Essa era a ideia. Criticar o que Ibiza é hoje. A série passa-se em duas épocas. Há um lado satírico em relação à forma como se olha o mundo da noite de Ibiza, neste momento. Tornou-se banal e os DJs de electrónica, de repente, tornaram-se estrelas pop. Há uma reflexão sobre isso no personagem do Alex Collins.
À primeira-vista, Boxer faz lembrar Jorge, em São Jorge. Um tipo áspero e robusto.
Acho sempre divertido brincar com o conceito de masculinidade. Normalmente, sou chamado para fazer estas personagens devido à minha compleição física, que têm uma certa robustez. Mas já há suficientes filmes de acção em que os tipos só são fortes. Gosto de brincar com isso e de trazer um outro lado à personagem, de pôr em causa esse preconceito de masculinidade e de que o homem não chora.
E quem é então Boxer?
É um tipo culto, inteligente, cool, ligado a festas. Tem um lado cómico que não existe no Jorge.
Com a pandemia, as produtoras estão paradas, mas as distribuidoras não parecem afectadas. A Netflix superou, em valor de mercado, uma das maiores petrolíferas norte-americanas. O streaming tomará conta do mercado?
Este beneficiamento da Netflix é péssimo para todos. As pessoas estão mais em casa e vão ver mais streaming. Mas o que a Netflix não filmar em 2020 não existirá para o público ver no próximo ano.
E o cinema e o teatro em Portugal?
Estamos numa situação muito grave. O Governo apresentou algumas propostas que, na minha opinião, são parcas. Temos de perceber que a cultura é precária há muitas décadas. Quando uma crise atinge um meio precário, tem repercussões irremediáveis.
O Governo anunciou algumas medidas de apoio para a cultura.
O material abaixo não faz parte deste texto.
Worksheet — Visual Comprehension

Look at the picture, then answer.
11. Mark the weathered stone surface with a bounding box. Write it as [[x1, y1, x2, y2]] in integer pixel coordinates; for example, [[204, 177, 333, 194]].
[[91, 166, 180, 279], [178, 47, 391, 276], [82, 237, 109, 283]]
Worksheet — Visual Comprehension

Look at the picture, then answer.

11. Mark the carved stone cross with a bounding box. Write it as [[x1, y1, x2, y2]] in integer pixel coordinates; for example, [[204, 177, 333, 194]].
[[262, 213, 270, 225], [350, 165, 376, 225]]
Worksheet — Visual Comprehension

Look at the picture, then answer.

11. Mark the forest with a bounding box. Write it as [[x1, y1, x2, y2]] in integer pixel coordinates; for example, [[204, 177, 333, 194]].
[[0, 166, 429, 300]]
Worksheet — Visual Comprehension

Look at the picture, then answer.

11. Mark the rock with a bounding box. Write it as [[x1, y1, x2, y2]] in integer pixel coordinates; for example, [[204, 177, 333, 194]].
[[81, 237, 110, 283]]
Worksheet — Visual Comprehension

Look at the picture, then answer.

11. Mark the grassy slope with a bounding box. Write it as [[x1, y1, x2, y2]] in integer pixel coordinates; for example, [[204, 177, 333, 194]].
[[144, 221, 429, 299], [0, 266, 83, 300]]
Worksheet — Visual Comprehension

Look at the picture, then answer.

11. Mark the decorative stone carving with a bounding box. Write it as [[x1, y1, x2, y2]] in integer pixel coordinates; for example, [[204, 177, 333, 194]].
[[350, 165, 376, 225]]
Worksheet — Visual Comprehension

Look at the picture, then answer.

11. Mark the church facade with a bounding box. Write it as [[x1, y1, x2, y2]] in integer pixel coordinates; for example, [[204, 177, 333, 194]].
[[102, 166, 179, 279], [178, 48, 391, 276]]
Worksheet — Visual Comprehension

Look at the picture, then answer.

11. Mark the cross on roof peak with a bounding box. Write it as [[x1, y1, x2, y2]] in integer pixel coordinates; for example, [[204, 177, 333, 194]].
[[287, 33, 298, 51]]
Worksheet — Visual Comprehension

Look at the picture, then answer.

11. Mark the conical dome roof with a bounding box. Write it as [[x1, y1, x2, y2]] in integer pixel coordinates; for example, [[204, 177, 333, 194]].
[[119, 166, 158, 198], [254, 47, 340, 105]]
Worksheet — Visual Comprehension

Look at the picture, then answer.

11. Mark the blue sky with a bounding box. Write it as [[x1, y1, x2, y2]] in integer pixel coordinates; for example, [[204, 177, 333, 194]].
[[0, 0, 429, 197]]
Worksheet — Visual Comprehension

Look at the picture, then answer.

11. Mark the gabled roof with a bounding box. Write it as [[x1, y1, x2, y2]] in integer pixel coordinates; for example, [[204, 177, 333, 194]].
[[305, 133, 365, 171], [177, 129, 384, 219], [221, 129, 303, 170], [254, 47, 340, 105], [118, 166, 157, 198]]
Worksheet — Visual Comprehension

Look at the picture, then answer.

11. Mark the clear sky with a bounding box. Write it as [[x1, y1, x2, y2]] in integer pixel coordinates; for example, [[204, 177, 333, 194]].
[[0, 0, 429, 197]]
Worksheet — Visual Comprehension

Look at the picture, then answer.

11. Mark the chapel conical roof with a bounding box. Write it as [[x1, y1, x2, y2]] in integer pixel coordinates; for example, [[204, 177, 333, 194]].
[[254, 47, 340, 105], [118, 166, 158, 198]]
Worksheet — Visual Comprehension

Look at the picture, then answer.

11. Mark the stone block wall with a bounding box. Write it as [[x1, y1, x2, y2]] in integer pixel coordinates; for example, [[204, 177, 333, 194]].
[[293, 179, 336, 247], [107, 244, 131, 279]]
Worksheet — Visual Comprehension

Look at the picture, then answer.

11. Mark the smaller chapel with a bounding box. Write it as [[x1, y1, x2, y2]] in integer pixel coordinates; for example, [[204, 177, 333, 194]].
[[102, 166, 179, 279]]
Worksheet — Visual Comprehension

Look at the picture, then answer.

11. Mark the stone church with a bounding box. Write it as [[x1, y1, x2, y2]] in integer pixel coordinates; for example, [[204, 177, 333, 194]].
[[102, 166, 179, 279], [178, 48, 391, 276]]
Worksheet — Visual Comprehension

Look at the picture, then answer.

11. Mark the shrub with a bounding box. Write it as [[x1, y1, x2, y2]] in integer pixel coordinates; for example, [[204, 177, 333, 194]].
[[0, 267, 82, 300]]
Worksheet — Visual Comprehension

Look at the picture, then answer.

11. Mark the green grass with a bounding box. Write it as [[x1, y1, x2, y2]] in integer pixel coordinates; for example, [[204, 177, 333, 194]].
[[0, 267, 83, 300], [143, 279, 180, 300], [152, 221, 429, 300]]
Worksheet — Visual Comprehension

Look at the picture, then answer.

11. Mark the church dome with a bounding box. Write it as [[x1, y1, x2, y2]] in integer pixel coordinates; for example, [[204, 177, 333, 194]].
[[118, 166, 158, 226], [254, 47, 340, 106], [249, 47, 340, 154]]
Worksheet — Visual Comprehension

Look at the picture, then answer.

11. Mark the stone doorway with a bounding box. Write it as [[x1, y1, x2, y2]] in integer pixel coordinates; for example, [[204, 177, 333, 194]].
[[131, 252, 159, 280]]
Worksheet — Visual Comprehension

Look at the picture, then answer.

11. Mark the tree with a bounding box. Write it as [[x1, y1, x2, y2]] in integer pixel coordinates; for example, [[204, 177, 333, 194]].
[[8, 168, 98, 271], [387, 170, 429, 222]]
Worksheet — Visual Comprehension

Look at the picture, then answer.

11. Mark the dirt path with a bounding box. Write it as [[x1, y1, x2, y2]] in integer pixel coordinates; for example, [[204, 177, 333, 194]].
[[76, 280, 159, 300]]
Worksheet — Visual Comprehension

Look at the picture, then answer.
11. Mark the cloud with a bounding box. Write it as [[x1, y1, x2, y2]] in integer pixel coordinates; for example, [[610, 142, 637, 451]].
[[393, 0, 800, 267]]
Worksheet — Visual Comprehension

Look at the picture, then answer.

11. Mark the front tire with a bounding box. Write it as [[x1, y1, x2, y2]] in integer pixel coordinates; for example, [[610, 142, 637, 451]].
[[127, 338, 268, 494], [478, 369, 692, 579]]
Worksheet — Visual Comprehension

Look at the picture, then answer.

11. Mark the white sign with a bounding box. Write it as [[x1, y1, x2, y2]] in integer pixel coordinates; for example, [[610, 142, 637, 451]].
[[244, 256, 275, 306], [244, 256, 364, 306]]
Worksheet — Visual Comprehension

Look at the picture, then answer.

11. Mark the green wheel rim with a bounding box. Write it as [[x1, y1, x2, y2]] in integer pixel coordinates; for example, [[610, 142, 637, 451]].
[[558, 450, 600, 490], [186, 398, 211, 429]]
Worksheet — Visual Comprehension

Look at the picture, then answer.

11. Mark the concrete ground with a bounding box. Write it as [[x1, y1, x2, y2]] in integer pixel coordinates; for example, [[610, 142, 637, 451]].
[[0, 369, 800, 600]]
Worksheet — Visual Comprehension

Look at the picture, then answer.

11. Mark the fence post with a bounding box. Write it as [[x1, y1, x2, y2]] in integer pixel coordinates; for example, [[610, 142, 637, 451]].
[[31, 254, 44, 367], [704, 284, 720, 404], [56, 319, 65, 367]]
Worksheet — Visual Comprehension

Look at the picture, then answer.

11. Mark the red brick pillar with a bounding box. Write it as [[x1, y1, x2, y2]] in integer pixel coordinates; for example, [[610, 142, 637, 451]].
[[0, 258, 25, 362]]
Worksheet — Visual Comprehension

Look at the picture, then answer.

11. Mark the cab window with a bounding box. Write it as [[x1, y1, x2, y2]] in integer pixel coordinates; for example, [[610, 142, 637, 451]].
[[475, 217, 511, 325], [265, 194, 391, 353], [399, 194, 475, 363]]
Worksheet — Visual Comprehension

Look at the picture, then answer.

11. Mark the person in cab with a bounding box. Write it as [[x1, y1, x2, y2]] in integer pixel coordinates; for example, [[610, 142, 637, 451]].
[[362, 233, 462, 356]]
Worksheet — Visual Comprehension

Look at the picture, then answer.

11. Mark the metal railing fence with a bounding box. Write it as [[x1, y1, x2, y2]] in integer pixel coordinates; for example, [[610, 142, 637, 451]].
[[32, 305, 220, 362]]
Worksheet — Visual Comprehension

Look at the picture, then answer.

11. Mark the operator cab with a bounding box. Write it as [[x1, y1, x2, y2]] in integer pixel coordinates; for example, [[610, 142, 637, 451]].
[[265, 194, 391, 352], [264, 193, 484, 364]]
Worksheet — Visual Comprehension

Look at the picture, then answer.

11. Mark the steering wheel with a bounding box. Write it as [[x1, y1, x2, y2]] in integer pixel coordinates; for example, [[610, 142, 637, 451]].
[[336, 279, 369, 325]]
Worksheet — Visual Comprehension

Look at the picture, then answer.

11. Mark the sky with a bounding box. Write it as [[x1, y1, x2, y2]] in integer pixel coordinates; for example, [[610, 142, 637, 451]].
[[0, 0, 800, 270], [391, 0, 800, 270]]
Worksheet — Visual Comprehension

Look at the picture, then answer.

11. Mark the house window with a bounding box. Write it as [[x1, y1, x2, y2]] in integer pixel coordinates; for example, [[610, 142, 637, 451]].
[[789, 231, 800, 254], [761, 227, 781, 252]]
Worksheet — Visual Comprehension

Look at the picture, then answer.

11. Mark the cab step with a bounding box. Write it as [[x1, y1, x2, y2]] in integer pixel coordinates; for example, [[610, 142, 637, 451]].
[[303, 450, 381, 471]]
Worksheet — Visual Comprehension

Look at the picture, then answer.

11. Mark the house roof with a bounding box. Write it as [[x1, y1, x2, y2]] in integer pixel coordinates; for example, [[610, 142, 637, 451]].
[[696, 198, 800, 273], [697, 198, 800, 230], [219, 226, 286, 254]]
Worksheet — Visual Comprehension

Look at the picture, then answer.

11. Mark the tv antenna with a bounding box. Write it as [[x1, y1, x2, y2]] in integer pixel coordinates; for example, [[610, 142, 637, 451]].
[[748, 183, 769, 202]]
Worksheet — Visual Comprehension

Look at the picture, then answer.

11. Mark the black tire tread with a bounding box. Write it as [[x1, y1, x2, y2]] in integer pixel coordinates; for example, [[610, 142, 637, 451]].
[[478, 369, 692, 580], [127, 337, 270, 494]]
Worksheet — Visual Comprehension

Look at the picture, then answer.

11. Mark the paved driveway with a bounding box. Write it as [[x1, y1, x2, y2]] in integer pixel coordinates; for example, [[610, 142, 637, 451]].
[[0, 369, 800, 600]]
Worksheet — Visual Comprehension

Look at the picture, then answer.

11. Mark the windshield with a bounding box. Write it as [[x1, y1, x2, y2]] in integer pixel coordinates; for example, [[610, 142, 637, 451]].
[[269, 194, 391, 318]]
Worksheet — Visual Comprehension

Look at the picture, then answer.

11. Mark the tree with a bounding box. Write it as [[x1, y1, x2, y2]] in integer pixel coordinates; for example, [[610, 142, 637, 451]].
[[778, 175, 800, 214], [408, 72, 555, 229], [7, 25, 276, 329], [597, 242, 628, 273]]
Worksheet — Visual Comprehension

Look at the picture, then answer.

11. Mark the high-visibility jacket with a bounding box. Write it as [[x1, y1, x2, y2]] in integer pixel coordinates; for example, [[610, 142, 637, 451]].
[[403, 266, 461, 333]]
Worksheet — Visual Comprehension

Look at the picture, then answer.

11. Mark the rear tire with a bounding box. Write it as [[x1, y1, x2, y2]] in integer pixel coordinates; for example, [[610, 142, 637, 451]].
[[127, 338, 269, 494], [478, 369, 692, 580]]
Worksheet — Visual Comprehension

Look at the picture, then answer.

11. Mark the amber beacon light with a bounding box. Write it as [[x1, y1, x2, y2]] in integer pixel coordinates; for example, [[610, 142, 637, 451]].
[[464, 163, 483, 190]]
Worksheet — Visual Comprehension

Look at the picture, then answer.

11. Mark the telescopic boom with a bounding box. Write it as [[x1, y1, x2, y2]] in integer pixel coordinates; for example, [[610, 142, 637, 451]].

Quando o Governo anuncia o adiamento das peças de teatro, com apoios divididos em duas partes, está a pôr os actores que já ganhavam mal numa situação duplamente precária.
Portanto, só irá piorar.
Estava a filmar com o Marco Martins Provisional Figures Great Yarmouth, em Inglaterra. Filmámos um terço do filme e tivemos de parar para voltar a Lisboa, por causa da pandemia. Não sabemos quando retomaremos as filmagens. O cinema em Portugal já se faz com grandes limitações. Fazemos omeletes sem ovos e, de repente, o único ovo que temos vem rachado. Espero que este Governo, que foi tão apoiado pelas gentes da cultura, demonstre, de uma vez por todas, de que lado quer estar.